KOLKATA (miningweekly.com) - With the value of the Indian rupee crashing to an historic low, coal imports into the country would have to be checked through the rapid development of domestic sources to keep the import bill under control and to reduce the current account deficit (CAD), the Planning Commission warned.
According to Planning Commission member B K Chaturvedi, despite the country having substantial coal reserves, the demand for dry fuel was much higher than supply, resulting in import dependency, which, in turn, had a negative impact on the CAD.
The CAD indicated that the import of goods services and transfer was higher than Indian exports, and it made up some 4.8% ($88.2-billion) of the country’s gross domestic product (GDP) in 2012/13. The government has targeted pruning the CAD to 4% of GDP, or $70-billion, by the end of current fiscal year.
However, government officials said that with the rupee in a tailspin, crashing 25.1% since April 2013 to Rs68.83 against a dollar, the coal import bill would be hard to contain.
The Indian rupee has been the worst performer since April among emerging markets, followed by South Africa, Brazil and Indonesia where currencies depreciated 22.6%, 15.8% and 15% respectively.
India’s oil import bill was pegged at $169.25-billion during the last fiscal year, compared with the $50-billion gold imports and the $18-billion coal imports.
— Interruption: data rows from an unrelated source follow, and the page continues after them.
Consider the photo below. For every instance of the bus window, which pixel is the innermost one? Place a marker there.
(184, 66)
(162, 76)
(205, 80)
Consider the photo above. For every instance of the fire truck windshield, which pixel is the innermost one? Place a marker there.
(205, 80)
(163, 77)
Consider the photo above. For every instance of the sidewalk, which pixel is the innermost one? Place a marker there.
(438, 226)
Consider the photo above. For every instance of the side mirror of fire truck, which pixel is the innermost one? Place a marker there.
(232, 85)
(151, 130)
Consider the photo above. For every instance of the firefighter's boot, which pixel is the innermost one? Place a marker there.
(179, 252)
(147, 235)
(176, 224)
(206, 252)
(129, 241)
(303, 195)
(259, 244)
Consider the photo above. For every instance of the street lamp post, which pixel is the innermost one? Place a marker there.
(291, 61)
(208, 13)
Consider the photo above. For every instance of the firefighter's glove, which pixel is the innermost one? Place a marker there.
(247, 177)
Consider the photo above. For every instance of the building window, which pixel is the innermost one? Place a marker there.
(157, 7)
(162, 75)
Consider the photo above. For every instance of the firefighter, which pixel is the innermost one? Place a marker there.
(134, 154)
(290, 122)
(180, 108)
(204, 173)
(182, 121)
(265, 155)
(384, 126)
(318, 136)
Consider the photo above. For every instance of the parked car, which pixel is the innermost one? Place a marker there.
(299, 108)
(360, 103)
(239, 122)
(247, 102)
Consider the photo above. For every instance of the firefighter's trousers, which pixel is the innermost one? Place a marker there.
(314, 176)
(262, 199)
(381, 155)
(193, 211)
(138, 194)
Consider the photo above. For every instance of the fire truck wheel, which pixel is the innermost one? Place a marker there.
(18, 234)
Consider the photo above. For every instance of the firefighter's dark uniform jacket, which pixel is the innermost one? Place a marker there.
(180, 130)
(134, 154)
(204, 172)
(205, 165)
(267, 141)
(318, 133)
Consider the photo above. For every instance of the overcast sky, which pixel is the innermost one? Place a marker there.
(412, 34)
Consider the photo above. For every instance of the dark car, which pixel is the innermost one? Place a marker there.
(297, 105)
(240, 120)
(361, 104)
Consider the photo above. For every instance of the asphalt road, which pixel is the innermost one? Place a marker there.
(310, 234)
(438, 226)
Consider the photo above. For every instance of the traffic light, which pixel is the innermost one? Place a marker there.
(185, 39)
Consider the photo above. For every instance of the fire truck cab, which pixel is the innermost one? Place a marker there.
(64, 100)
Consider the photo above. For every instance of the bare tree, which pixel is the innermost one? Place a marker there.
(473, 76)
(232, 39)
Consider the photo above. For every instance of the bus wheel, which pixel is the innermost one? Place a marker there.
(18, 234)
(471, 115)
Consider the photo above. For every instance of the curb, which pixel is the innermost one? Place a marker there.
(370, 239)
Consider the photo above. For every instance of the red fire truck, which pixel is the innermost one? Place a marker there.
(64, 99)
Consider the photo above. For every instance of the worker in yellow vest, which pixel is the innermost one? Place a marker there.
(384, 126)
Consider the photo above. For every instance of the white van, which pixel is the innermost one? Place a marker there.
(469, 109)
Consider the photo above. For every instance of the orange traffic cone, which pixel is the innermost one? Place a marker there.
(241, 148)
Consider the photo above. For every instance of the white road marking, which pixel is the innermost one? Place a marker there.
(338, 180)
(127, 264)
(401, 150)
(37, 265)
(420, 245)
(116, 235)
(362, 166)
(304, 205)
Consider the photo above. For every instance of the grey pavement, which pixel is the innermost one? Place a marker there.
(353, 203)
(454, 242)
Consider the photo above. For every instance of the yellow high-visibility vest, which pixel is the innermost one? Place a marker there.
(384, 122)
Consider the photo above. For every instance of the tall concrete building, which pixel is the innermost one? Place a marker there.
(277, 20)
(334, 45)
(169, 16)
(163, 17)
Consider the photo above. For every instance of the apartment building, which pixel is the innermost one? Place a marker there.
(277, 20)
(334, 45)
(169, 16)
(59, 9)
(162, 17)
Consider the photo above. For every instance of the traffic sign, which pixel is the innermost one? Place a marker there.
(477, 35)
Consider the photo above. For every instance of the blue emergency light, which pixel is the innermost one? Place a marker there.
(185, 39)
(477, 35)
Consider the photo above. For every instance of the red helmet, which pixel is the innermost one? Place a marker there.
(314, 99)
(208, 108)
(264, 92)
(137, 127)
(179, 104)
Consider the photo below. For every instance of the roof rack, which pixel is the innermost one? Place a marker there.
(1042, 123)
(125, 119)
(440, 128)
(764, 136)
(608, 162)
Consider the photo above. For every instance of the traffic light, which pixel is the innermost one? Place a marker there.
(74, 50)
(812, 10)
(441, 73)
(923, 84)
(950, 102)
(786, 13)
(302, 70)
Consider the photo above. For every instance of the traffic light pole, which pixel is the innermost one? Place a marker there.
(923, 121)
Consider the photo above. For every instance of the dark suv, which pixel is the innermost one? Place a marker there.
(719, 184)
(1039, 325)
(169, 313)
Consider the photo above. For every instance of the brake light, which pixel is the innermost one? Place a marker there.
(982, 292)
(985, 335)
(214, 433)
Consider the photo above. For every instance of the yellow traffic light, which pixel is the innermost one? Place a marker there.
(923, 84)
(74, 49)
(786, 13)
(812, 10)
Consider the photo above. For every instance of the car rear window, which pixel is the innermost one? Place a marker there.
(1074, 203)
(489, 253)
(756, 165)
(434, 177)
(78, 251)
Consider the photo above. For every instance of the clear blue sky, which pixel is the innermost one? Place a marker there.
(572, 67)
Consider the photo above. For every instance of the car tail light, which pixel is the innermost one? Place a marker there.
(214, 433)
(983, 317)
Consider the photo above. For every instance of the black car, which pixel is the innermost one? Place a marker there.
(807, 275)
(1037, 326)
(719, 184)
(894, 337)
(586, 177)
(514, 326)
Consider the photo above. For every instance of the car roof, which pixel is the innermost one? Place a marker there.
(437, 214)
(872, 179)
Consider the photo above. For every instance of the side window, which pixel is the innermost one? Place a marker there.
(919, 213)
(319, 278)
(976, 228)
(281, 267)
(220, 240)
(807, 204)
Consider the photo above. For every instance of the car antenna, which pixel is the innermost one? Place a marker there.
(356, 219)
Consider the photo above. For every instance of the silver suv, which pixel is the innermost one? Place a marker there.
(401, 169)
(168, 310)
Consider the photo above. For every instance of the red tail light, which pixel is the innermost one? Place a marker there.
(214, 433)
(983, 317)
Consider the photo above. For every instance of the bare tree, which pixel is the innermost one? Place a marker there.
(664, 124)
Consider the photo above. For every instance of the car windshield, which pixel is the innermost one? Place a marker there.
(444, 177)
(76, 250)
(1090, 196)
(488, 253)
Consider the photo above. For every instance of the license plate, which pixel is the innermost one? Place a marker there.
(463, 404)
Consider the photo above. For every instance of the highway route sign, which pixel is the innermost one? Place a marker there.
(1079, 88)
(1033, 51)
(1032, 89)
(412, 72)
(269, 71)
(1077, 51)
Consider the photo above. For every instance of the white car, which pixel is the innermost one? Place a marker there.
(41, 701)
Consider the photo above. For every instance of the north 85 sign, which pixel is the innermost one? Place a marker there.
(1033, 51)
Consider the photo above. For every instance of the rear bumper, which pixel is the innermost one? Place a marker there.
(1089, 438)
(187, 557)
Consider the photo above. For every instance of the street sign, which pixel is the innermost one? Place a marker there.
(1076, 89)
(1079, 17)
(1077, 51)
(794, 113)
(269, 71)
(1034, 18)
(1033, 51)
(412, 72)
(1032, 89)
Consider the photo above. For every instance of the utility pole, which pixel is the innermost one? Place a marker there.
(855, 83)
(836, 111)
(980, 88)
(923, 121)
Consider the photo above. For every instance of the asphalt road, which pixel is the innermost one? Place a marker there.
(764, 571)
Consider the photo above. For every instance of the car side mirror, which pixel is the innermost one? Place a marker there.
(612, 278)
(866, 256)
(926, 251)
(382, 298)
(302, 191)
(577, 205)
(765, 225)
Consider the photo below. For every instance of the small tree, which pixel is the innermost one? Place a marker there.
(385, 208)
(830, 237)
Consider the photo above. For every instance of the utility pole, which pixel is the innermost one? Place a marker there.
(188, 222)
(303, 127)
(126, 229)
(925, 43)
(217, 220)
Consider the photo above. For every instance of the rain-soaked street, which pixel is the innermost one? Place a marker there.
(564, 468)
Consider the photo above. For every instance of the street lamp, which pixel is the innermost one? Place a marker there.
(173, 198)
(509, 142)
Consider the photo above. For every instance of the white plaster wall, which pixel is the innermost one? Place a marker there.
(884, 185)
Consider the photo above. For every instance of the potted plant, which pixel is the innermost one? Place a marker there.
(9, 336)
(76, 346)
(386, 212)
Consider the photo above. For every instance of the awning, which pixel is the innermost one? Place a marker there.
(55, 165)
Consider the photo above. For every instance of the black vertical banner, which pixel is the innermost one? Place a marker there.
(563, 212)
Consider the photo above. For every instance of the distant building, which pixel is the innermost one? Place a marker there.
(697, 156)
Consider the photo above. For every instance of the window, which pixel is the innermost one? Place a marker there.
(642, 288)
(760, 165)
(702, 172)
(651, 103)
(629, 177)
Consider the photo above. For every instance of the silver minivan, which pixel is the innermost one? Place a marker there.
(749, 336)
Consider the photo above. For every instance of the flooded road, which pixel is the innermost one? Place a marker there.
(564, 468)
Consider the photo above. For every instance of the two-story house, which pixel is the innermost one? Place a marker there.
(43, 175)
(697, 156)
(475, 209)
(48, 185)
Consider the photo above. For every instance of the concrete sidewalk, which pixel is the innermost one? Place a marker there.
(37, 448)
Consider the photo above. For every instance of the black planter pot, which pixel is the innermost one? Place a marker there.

Officials pointed out that the demand inelasticity of oil and its criticality to the economy, gave little room for the desired reduction of imports, while the government had taken several measures to check gold imports.
However, in contrast, despite adequate domestic coal resources, the import of dry fuel as feedstock for power generation was climbing, with little policy initiatives in place to boost domestic production, officials said.
“The policy is to maximise domestic production so that imports of coal are reduced and the CAD will improve to that extent,” Chaturvedi said.
But senior officials in the Coal Ministry pointed out that, given the constraints faced by coal miners, such as Coal India Limited, including protracted land acquisition, delays in securing mandatory forest and environment clearances and long timelines for the development of new coal projects, even efficient policy interventions would not be effective in counter-balancing the rapidly worsening currency and CAD.
Coal Ministry officials were, however, apprehensive that any move to cut coal imports, in the wake of the slide in the rupee, could jeopardise power generation capacity creation, as 78 000 MW of thermal generation capacity was still awaiting fuel linkages.
Domestic coal production demand was 772.84-million tonnes in 2012/13 while production was 557.60-million tonnes. According to estimates of the Planning Commission, the demand for coal has been forecast at 980-million tonnes by 2017, while domestic production - assuming CIL was to implement all new projects according to schedule - would be 795-million tonnes, with the balance sourced through imports.
According to some nongovernmental data, imports of mining and mineral products, excluding gold, contributed about $30-billion to the country’s total CAD of $88.2-billion.